I don't usually post a "MBM" but today I have something on my heart -
I have such a hard time remembering things! I was once able to recall every phone number I had ever had as a child; I could recall every medication and dosage I had ever give my children; I knew people's names quite well - now I'm not sure of my own name. My husband says my head is too full! I'm always thinking, organiing, planning. So, maybe he's right.
But I want to always Remember God's Grace.
So - after Sis's last surgery, it took 9 days and countless phone calls to foreign lands to get the correct crutches for her. She cannot use traditional under-the-arm crutches because of her left hand, so she must use forearm crutches. They healthcare company brought a Child's Size to the hospital - it was for a toddler. She is 11. They were 21" tall at their full extension. She is 56" tall. So they sent us home with adult-size and promised they would be there on Saturday am. Nope.
Monday. Nope. Tuesday. Nope.
It took 9 days for the correct crutches to arrive. Cute and purple and perfect. They will grow with her if she needs any further surgeries - which is likely. Of course, she only needed one by the time they arrived and only used it for a few days.
Where's the blessing? My friend Kr*sten has a rare bone disorder. As a child, her bones suddenly turned 90 degrees and began to grow. Her hips dislocate easily. She is in alot of pain. As our Girl Scout leader, I've seen her at camps taking morphine to function; her hips have dislocated and she had us put the tent flaps down so the girls wouldn't see - such pain! And then, she hiked 5 miles! Basically on her hands with forearm crutches.
After years of constant use, she could use a new pair. But they are expensive.
But our insurnace didn't ask for the "wrong" ones back! they said to keep them! And we gifted them.
I am reminded that our ways our not God's ways.
I was so upset with the nameless Healthcare company. I was in tears. I fought on the phone and then got eerily quiet with them (yeah, freaked us both out!). I wrote emails.
Finally, God said, "why are you fighting this? You can't control them. Let it go." And I did.
And God provided Kristen a new set of crutches. We were just a conduit.

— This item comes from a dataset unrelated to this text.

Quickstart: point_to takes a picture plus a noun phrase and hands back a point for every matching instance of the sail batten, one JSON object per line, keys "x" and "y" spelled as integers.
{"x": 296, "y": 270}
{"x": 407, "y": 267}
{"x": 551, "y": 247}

I am ashamed for being so upset. I will remember that He is working ALL things for the good of His children - even when, no especially when I don't see it.
So in my box, I am putting a list. I make lots of lifsts. They are my way of making order in my life. But I want to be reminded that my order and God's Ways are not the same - I must let go.
A song: Let Go and Let Jesus take Over / and I know He will make a way for you!